In August 2008, researchers at Microsoft studied records of 30 billion electronic conversations among 180 million people in various countries. According to the Washington Post, this was 'the first time a planetary-scale social network has been available'. The database covered all the Microsoft Messenger instant-messaging network in June 2006, equivalent to roughly half the world's instant-messaging traffic at that time.

Eric Horvitz and fellow researcher Jure Leskovec considered two people to be acquaintances if they had sent one another a message. They looked at the minimum chain lengths it would take to connect 180 billion different pairs of users in the database. They found that the average length was 6.6 hops, and that 78 per cent of the pairs could be connected in seven steps or fewer.

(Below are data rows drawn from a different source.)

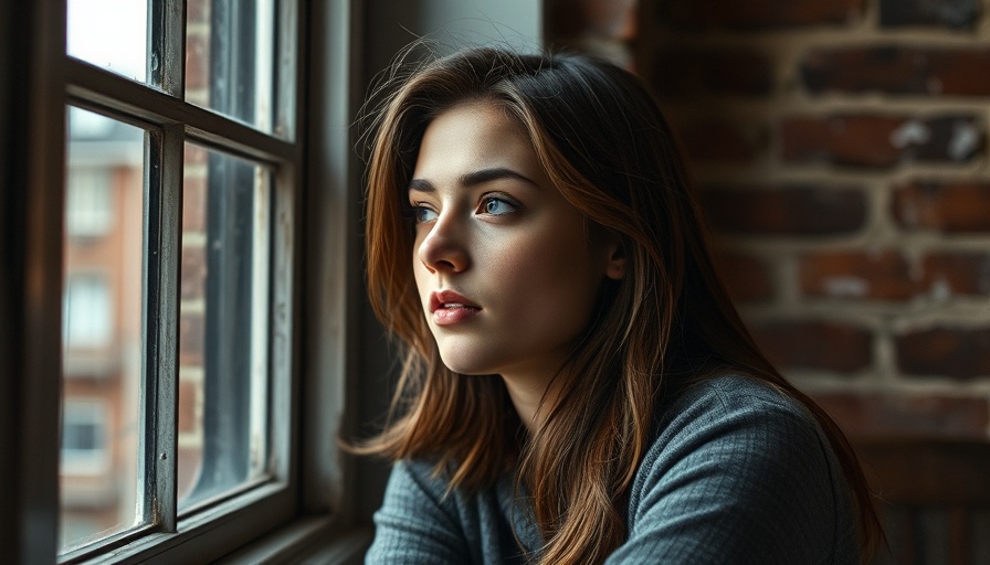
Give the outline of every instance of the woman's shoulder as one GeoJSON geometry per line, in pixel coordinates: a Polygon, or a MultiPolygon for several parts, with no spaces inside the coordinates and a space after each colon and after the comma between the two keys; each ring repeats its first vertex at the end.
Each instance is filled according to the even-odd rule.
{"type": "Polygon", "coordinates": [[[631,540],[738,563],[855,561],[838,460],[800,401],[727,375],[683,388],[659,411],[630,491],[631,540]]]}
{"type": "Polygon", "coordinates": [[[818,427],[814,416],[800,401],[769,382],[739,374],[693,382],[662,398],[657,406],[661,433],[672,426],[694,428],[703,423],[745,416],[759,416],[755,424],[766,426],[789,419],[818,427]]]}

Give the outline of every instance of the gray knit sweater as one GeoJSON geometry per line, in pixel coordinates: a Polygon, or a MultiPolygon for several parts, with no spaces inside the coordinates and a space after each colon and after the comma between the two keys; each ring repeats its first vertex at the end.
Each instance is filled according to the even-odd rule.
{"type": "MultiPolygon", "coordinates": [[[[510,564],[539,554],[512,477],[444,497],[445,482],[430,469],[394,466],[366,563],[510,564]]],[[[801,404],[749,379],[714,379],[662,406],[626,515],[629,536],[609,564],[859,562],[828,440],[801,404]]]]}

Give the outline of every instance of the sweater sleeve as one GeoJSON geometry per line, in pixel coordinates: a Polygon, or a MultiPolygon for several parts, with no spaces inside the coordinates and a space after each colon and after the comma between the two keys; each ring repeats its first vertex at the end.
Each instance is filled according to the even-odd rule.
{"type": "Polygon", "coordinates": [[[763,386],[687,394],[630,494],[608,563],[857,563],[838,460],[803,406],[763,386]]]}
{"type": "Polygon", "coordinates": [[[375,541],[368,565],[470,563],[452,497],[431,480],[425,463],[399,461],[392,468],[381,509],[375,514],[375,541]]]}

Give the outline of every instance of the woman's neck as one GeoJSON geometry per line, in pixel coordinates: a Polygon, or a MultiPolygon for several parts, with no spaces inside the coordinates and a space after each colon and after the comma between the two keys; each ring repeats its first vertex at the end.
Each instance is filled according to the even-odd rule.
{"type": "Polygon", "coordinates": [[[547,373],[547,376],[502,375],[508,397],[519,415],[526,431],[530,435],[543,426],[547,414],[557,405],[564,375],[547,373]]]}

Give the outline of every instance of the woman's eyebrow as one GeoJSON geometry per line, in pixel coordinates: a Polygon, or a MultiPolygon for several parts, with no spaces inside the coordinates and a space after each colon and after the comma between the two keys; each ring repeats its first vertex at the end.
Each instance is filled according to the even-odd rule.
{"type": "Polygon", "coordinates": [[[481,184],[483,182],[495,181],[499,179],[518,179],[530,184],[536,184],[525,174],[518,173],[512,169],[506,169],[505,167],[493,167],[491,169],[482,169],[480,171],[468,172],[466,174],[462,174],[459,181],[461,182],[462,186],[473,186],[475,184],[481,184]]]}
{"type": "MultiPolygon", "coordinates": [[[[506,169],[505,167],[492,167],[489,169],[481,169],[478,171],[464,173],[457,178],[457,182],[461,186],[467,188],[499,179],[517,179],[528,182],[529,184],[536,184],[533,179],[512,169],[506,169]]],[[[436,192],[436,186],[425,179],[412,179],[409,181],[408,190],[410,192],[436,192]]]]}

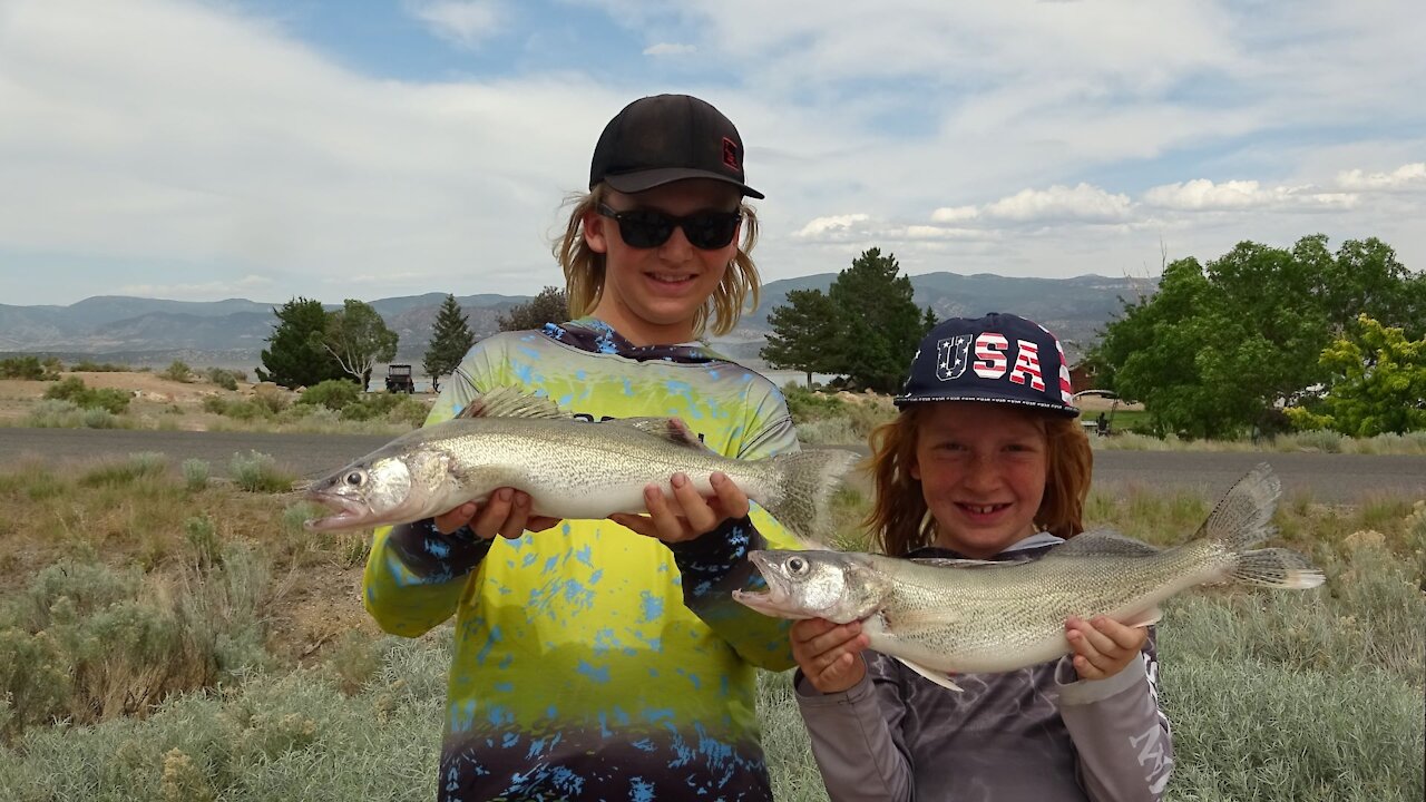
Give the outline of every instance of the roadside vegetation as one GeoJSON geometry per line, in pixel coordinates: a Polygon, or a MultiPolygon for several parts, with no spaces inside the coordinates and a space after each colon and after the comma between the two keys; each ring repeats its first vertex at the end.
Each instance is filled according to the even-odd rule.
{"type": "MultiPolygon", "coordinates": [[[[429,799],[449,628],[381,635],[366,534],[305,532],[281,465],[212,472],[154,454],[0,472],[0,798],[429,799]]],[[[1169,545],[1212,501],[1101,487],[1088,518],[1169,545]]],[[[863,548],[866,499],[836,504],[837,544],[863,548]]],[[[1169,799],[1420,799],[1426,502],[1296,494],[1275,524],[1325,588],[1191,591],[1159,626],[1169,799]]],[[[777,798],[820,801],[789,682],[761,678],[777,798]]]]}

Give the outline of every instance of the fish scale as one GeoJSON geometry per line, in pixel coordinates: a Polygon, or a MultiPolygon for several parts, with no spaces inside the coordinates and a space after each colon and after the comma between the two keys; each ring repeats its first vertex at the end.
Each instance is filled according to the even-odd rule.
{"type": "Polygon", "coordinates": [[[709,477],[726,474],[779,522],[814,539],[830,527],[831,489],[857,455],[843,450],[736,460],[704,447],[677,418],[586,422],[548,398],[498,388],[455,420],[408,432],[314,482],[307,497],[335,515],[312,531],[408,524],[483,502],[498,488],[530,497],[530,512],[553,518],[606,518],[646,512],[645,488],[689,477],[704,497],[709,477]]]}
{"type": "Polygon", "coordinates": [[[1022,562],[897,559],[831,551],[754,551],[766,591],[742,604],[781,618],[861,621],[870,648],[954,688],[945,672],[1001,672],[1070,651],[1065,619],[1107,615],[1131,625],[1202,584],[1272,588],[1323,582],[1299,554],[1255,549],[1272,534],[1281,485],[1259,465],[1239,479],[1181,547],[1158,549],[1109,529],[1079,534],[1022,562]]]}

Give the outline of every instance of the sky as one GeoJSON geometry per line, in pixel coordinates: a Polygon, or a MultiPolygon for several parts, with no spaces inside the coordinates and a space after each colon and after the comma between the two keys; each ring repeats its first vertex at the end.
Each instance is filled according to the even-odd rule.
{"type": "Polygon", "coordinates": [[[605,123],[746,144],[764,281],[1426,270],[1420,0],[0,0],[0,304],[533,295],[605,123]]]}

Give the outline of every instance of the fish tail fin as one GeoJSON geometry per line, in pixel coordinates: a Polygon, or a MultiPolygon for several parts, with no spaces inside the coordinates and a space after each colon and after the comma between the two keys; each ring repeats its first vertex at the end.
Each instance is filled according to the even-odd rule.
{"type": "Polygon", "coordinates": [[[831,528],[831,492],[856,460],[857,454],[837,448],[773,457],[776,498],[763,507],[803,541],[820,542],[831,528]]]}
{"type": "Polygon", "coordinates": [[[1272,468],[1262,462],[1228,488],[1208,514],[1198,537],[1216,541],[1229,552],[1245,552],[1272,537],[1271,521],[1278,508],[1282,484],[1272,468]]]}
{"type": "Polygon", "coordinates": [[[1228,569],[1235,582],[1265,588],[1306,589],[1326,581],[1306,557],[1285,548],[1259,548],[1238,555],[1228,569]]]}

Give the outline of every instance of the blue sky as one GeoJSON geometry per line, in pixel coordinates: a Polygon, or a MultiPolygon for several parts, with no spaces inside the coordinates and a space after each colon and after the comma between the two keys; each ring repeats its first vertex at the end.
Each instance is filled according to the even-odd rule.
{"type": "Polygon", "coordinates": [[[603,124],[722,108],[766,280],[1426,268],[1419,0],[0,0],[0,304],[533,294],[603,124]]]}

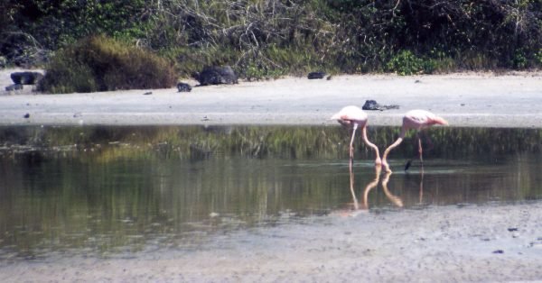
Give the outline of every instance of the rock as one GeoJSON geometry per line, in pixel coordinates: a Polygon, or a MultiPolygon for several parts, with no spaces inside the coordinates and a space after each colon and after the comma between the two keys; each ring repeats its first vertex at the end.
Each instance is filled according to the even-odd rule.
{"type": "Polygon", "coordinates": [[[192,90],[192,87],[187,83],[178,83],[177,89],[179,92],[190,92],[192,90]]]}
{"type": "Polygon", "coordinates": [[[309,79],[319,79],[319,78],[323,78],[323,77],[325,77],[325,72],[310,72],[309,76],[307,76],[307,78],[309,79]]]}
{"type": "Polygon", "coordinates": [[[7,67],[7,59],[4,56],[0,56],[0,68],[7,67]]]}
{"type": "Polygon", "coordinates": [[[21,85],[21,84],[15,84],[15,85],[11,85],[11,86],[5,87],[5,90],[7,90],[7,91],[14,91],[14,90],[20,90],[20,89],[23,89],[23,85],[21,85]]]}
{"type": "Polygon", "coordinates": [[[388,110],[388,109],[399,109],[399,105],[382,105],[377,103],[376,100],[366,100],[365,104],[361,107],[363,110],[388,110]]]}
{"type": "Polygon", "coordinates": [[[196,73],[192,77],[200,82],[200,86],[238,83],[238,77],[229,66],[206,67],[201,73],[196,73]]]}
{"type": "Polygon", "coordinates": [[[43,74],[40,72],[14,72],[10,77],[15,85],[35,85],[38,80],[43,78],[43,74]]]}

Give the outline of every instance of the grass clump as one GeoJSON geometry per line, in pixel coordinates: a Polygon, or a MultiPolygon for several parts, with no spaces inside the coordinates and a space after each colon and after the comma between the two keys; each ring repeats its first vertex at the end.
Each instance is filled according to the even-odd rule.
{"type": "Polygon", "coordinates": [[[106,36],[80,40],[60,51],[39,89],[49,93],[171,87],[173,66],[147,50],[106,36]]]}

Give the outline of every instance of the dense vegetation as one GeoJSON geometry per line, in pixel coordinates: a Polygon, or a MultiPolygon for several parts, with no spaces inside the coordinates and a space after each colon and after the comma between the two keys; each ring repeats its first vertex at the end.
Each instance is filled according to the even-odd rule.
{"type": "Polygon", "coordinates": [[[542,0],[3,0],[0,11],[0,52],[13,64],[105,34],[184,77],[223,64],[248,79],[542,66],[542,0]]]}
{"type": "Polygon", "coordinates": [[[51,58],[38,88],[52,93],[165,88],[177,76],[166,59],[104,36],[91,36],[51,58]]]}

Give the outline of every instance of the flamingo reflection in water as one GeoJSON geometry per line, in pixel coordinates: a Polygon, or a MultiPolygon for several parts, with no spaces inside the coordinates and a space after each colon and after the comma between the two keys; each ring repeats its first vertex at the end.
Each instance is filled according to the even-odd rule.
{"type": "Polygon", "coordinates": [[[356,197],[355,191],[355,181],[354,181],[354,170],[352,169],[352,162],[349,162],[349,171],[350,171],[350,190],[352,196],[353,202],[353,210],[342,211],[340,213],[341,216],[357,216],[360,213],[363,211],[369,210],[369,204],[367,200],[367,196],[369,192],[373,189],[375,187],[378,185],[380,181],[380,172],[382,170],[382,167],[376,166],[375,167],[375,178],[370,181],[367,186],[365,186],[365,189],[363,190],[363,205],[360,207],[360,202],[358,201],[358,197],[356,197]]]}
{"type": "MultiPolygon", "coordinates": [[[[349,169],[350,169],[350,194],[352,196],[353,210],[349,210],[347,212],[343,211],[341,214],[341,215],[343,215],[343,216],[357,216],[358,215],[360,215],[360,212],[368,211],[369,209],[369,194],[370,193],[370,191],[373,188],[378,187],[378,183],[381,183],[382,191],[384,192],[386,198],[388,198],[388,200],[391,204],[393,204],[395,206],[399,207],[399,208],[402,208],[405,206],[404,200],[400,196],[394,195],[392,193],[392,190],[389,189],[388,183],[389,183],[391,175],[393,173],[386,172],[386,173],[384,173],[383,178],[380,178],[380,176],[381,176],[381,174],[380,174],[381,168],[380,167],[375,168],[375,178],[372,181],[369,182],[365,186],[365,188],[363,189],[362,199],[361,199],[361,202],[360,203],[358,201],[358,198],[356,197],[355,181],[354,181],[355,174],[354,174],[351,165],[349,167],[349,169]]],[[[423,204],[423,198],[424,198],[424,169],[423,169],[423,168],[420,171],[420,181],[419,181],[418,191],[419,191],[418,205],[421,205],[421,204],[423,204]]]]}

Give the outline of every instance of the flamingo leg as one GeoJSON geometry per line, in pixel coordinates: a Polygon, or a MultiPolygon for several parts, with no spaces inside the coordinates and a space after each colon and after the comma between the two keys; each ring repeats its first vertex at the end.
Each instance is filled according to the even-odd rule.
{"type": "Polygon", "coordinates": [[[354,123],[354,130],[352,131],[352,137],[350,144],[350,162],[354,160],[354,137],[356,136],[356,130],[358,129],[358,123],[354,123]]]}
{"type": "Polygon", "coordinates": [[[420,132],[419,132],[417,133],[417,140],[418,140],[418,153],[420,154],[420,162],[422,162],[422,165],[423,165],[424,164],[424,158],[422,156],[422,154],[423,154],[422,139],[420,139],[420,132]]]}
{"type": "Polygon", "coordinates": [[[378,152],[378,147],[376,146],[374,143],[369,142],[369,139],[367,138],[367,128],[365,126],[361,128],[361,137],[363,138],[363,142],[365,142],[365,144],[372,148],[375,151],[375,155],[377,156],[375,158],[375,165],[378,166],[382,164],[382,160],[380,159],[380,152],[378,152]]]}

In Utah it gets even more interesting. Realize that Utah was originally settled by Mormons, and the Mormons at that time lived polygamy (and the Fundamentalist Mormons still do). My own great-grandfather Orson Pratt (who died about 140 years ago) had I believe 10 wives and 45 children. And Orson wasn’t the most prolific Mormon, in terms of progeny or offspring. Orson’s brother Parley P. Pratt also had many wives and children— I do not know how many. And in the book “The Autobiography of Parley P. Pratt”, it is documented that pretty much all of the original Mormon pioneers were actually cousins to each other.

What this means is that I think that the majority of the population of Utah is related to each other. Most Utahn’s are connected, and I ceased being surprised long ago when someone comes up with a new connection. If somebody wants to find “related” connections for nefarious purposes of their own, they will be able to do so. But it means absolutely nothing.

Folks, it doesn’t matter what somebody else does. There will always be *somebody* that the detractors, defamers, naysayers, and falsifiers will be able to point a finger to, and claim it applies to you. It does not. What matters is what *you* do.

This concept carries over into business. Ideas mean nothing. Execution is everything. As Gary Vaynerchuk says, “Ideas are shit, execution is the game. I’ve seen a hell of a lot of people execute on less than average ideas to build amazing lives. There are so many businesses making hundreds of thousands of dollars on totally mediocre ideas”.

Just. Make. It. Happen.

And ignore everybody else. Let ‘em squawk from the sidelines, and live their lives in mediocrity, while you go on to build an amazing life.